Good news: the CPP is over-funded and will be there for you when you need it!

What is the Canadian Pension Plan (CPP)?

The CPP is a federal pension that provides a taxable monthly income to retired Canadians. Canadian citizens pay into it over their working lifetime, then make withdrawals in retirement to supplement their income. In order to qualify for CPP benefits in retirement, you must:

  • Be over the age of 60 
  • Have contributed at least once to the plan

If you’re fresh out of college or just starting your career, you’re probably not thinking very much about your income after 60. But knowing what the CPP is and what it will do for you can help your own financial planning now.

What are the maximum CPP contributions?

If you work in traditional employment for a salary or hourly job, your Canada Pension Plan contributions will be deducted automatically from each paycheque. As of 2021, 5.45% of your paycheque goes towards CPP, up to a maximum income of $61,600 and a maximum contribution to the CPP of $3,166.

2021 CPP contribution5.45%
2021 CPP Maximum insurable earnings$61,600
2021 CPP Maximum employee contribution$3,166
2021 CPP Maximum employer contribution$3,166

If you earn less than $61,600, you will pay less into the plan. Canadians who earn less than $3,500 will not pay anything towards CPP.

If you ever over-contribute to your CPP in any given year, you will receive the overpayment amount back as part of your tax refund.

The Canadian Pension Plan contributions are adjusted to inflation, so they increase each year. They are currently going up to reach a 14% increase by 2025, in order to provide more financial support to Canadians who will retire in the future.

What about years of low or no contributions?

The CPP you’ll be eligible for in retirement is calculated on your “best” 40 years of contributions, with some exceptions.

If you take time away from the workforce to raise children, you may have years with low or even no income, and therefore no CPP contributions. Under the CPP Child-Rearing Provisions, these years will not negatively impact the CPP you’re eligible for in retirement.

Instead, you’ll receive credit for the years your contributions were impacted because you were the primary caregiver of a child under age 7. This increases the amount of CPP you will be eligible for in retirement!

This is excellent for women, who are typically the primary caregivers of children and also more likely to live longer and have less saved for retirement. While not a completely solution to the gender wage gap and the gender wealth gap, it does help!

How much CPP will I get in retirement?

How much CPP you’ll get when you retire depends on three things:

  • your average earnings throughout your working life
  • your contributions to the plan
  • when you choose to start receiving the CPP

Millennials and GenZ will receive more CPP than previous generations!
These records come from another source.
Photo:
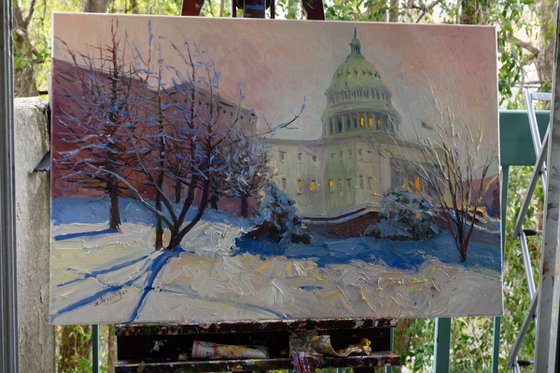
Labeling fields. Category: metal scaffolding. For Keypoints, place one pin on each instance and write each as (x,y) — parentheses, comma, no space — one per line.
(8,304)
(545,297)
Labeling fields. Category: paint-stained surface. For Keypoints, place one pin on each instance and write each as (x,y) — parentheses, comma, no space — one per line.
(228,170)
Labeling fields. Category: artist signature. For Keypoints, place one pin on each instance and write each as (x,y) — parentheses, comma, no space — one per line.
(111,298)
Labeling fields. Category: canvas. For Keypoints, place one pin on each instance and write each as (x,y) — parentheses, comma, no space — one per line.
(211,170)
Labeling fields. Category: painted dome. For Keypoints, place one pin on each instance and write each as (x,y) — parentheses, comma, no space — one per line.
(357,99)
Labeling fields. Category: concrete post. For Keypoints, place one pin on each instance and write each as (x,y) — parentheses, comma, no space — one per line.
(36,337)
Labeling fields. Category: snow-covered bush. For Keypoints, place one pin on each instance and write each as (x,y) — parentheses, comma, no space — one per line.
(277,218)
(404,216)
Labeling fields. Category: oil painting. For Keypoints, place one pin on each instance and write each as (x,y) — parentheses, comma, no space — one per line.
(208,170)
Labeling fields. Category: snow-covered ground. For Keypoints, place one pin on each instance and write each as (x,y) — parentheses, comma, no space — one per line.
(100,276)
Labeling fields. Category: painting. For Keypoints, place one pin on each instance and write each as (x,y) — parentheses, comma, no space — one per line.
(209,170)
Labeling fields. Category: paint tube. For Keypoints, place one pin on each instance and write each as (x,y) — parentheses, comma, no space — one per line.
(210,350)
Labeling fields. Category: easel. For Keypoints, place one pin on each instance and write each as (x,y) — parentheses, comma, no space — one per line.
(136,343)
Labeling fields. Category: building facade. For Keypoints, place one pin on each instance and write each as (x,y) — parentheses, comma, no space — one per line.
(359,156)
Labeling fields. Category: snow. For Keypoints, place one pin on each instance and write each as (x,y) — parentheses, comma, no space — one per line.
(112,277)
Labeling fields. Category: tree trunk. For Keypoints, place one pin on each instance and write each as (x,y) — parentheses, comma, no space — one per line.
(469,12)
(244,206)
(159,225)
(402,337)
(111,348)
(114,213)
(393,10)
(178,187)
(96,6)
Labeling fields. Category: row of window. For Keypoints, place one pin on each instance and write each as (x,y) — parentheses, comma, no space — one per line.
(341,185)
(359,94)
(346,122)
(356,72)
(282,155)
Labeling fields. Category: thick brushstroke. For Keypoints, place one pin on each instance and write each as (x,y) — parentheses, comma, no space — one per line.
(84,234)
(155,268)
(94,274)
(114,288)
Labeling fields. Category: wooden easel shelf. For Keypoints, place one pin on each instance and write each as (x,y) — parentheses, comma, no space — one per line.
(378,359)
(158,348)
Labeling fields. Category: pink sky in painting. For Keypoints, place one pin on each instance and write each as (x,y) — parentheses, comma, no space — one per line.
(279,63)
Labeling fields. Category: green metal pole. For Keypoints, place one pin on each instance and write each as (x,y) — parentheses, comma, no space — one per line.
(442,342)
(95,348)
(498,320)
(392,337)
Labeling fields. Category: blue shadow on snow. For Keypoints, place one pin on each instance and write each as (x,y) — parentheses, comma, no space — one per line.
(397,254)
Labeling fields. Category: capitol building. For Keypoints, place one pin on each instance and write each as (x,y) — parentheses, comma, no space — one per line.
(358,157)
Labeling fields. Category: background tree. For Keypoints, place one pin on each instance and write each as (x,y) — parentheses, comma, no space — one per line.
(26,56)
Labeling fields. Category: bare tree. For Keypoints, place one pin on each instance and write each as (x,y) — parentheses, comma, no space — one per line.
(248,169)
(452,167)
(96,120)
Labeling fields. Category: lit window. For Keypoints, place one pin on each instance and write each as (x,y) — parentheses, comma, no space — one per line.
(417,184)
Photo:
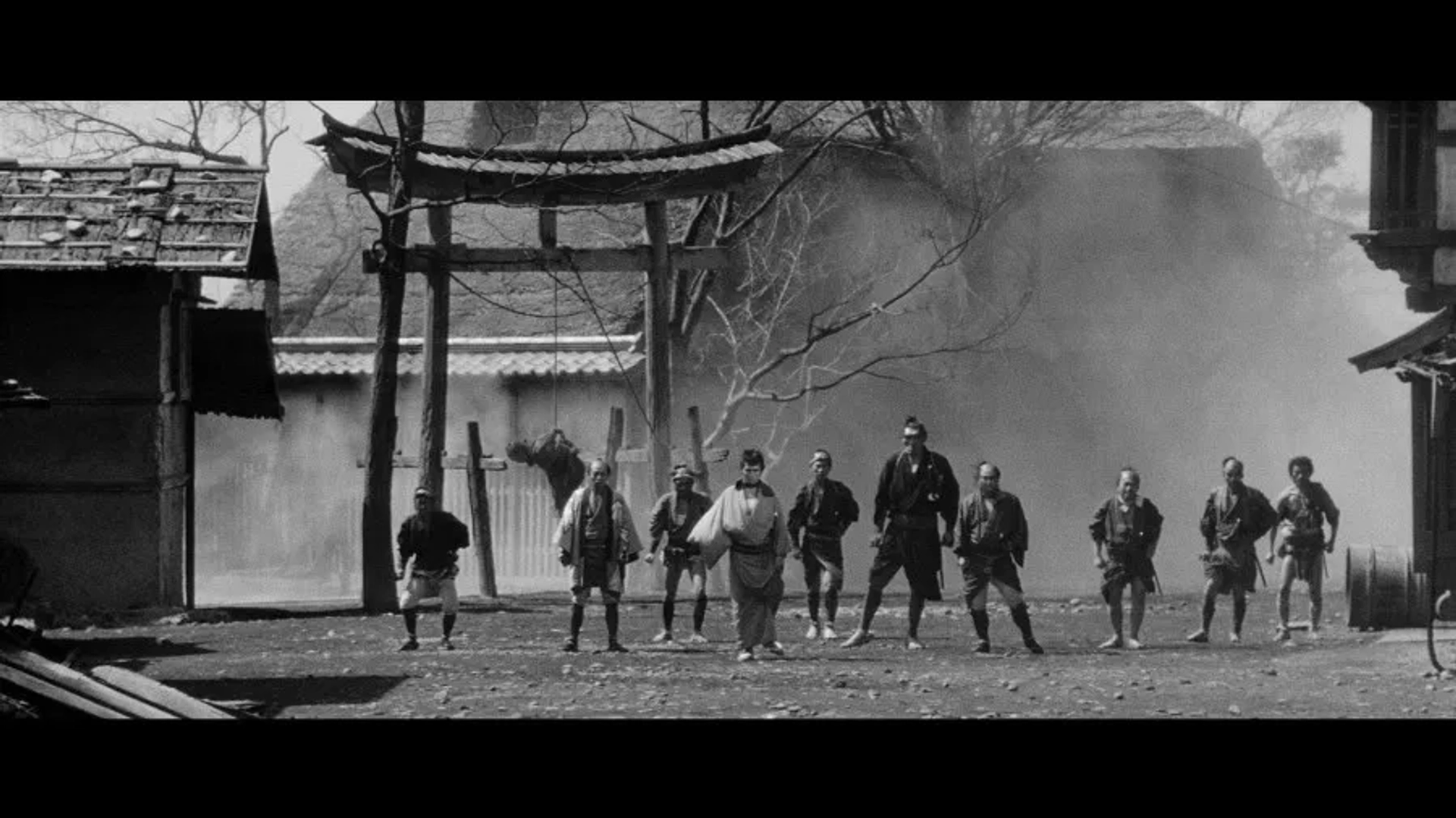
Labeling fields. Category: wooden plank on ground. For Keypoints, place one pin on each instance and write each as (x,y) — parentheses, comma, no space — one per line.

Up until 2019, the Canadian Pension Plan sought to replace one-quarter of your average earnings over your working life. However, it is increasing to ultimately cover one-third of your average earnings! This means Millennials and Gen Z will actually get more income support in retirement than their parents and grandparents.

The longer you wait to retire, the more money you’ll get

The CPP is a taxable benefit distributed monthly. It’s not automatic, so you’ll have to apply for it when you retire and there is some flexibility around when you choose to start withdrawing from it. You can start withdrawing from the CPP as early as age 60, or as late as age 70.

Most people start withdrawing from the CPP at age 65, as it’s the traditional retirement age. However, Canadians are living much healthier lives for much longer, so it would not be unreasonable for these age limits to increase by the time you retire.

If you choose to start withdrawing from the pension earlier at age 60, you’ll receive less than if you wait until age 70. Since it’s in your best interest to maximize your income in retirement, you’re better off waiting to make any withdrawals from the CPP until age 70. If you retire before then, you can use your personal savings from your TFSA and RRSP or an employer pension to fill the gap until you begin receiving your CPP.

I’m only in my 20’s. Won’t the CPP run out by the time I retire?

Nope! Many young Canadians have the misconception that their CPP funds are insecure, but the Canada Pension Plan is actually one of the best-managed funds in the world. It’s currently over-funded, which means there’s more than enough money to support you in your retirement. 

The same isn’t true in other countries, namely our neighbors to the south. Social Security is running out, so there are frequently stories in the news that the pension won’t be there for Millennials and GenZ when they retire. 

Canadian young people should rest assured there more than enough CPP for them. It will provide some guaranteed income in old age, even if you’re not retiring for 40 or 50 more years.

So why do I even need to save for retirement if I’ll get the CPP?

Now here’s the bad news: the Canada Pension Plan alone is not enough to support you in retirement. Even when supplemented with the Old Age Security benefit, your monthly income will still come up dismally short.

What is the average CPP payment in 2021?

As of right now, the maximum CPP payment a new recipient at age 65 can receive is $1,204 per month and the maximum OAS you can receive in 2021 is $919 per month. However, the average people receive is actually much lower. Currently, the average CPP payment to retirees is only $614, which is only about half the maximum!

You will need to have additional sources of income to support you in retirement, and the best source of that is your own savings and investments. In addition to providing your additional income to top-up your CPP benefits in retirement, a robust retirement portfolio can also give you lots of flexibility in choosing when to start withdrawing from the CPP. 

If you retire at 65 but don’t take the CPP until age 70, you can only do this if you have other cash to draw on! Your retirement savings are essential to ensuring financial security and choices throughout your life. 

How to make sure your retirement is fully funded 

It’s great to know you’ll receive some income support from the Government of Canada in retirement, but it’s important to take your savings into your own hands. Here is what you need to ensure a comprehensive retirement savings plan:

Use your TFSA to save for retirement

Most people don’t think of the Tax-Free Savings Account (TFSA) first when saving for retirement, but it’s actually the best vehicle to do so. 

In the TFSA, all the investment income you earn from interest, dividends, and capital gains is completely tax-free. This means that your withdrawals from your TFSA in retirement will be considered a completely tax-free income. This will let you maximize the CPP and OAS you’re eligible for because your TFSA won’t be considered income

Since you can build your TFSA into a million-dollar asset, this is a massive benefit. You should prioritize investing in your TFSA, especially when you’re young, to take advantage of its tax-saving power. You can start a TFSA with Wealthsimple with as little as $100


Use your RRSP to save for retirement

A Registered Retirement Savings Plan (RRSP) is what most people traditionally think of and use to save for retirement.

This is a tax-sheltered account in which all the investment income you earn from interest, dividends, and capital gains won’t be taxed until you actually make withdrawals in retirement. Because many people have a lower income in retirement than their working years, the RRSP can lower the income taxes you pay over your working lifetime. 

Like the TFSA, the best thing you can do is invest your RRSP in the stock market. By having both a TFSA and an RRSP, you can strategically make withdrawals from your savings in retirement to minimize taxes and maximize the CPP your receive.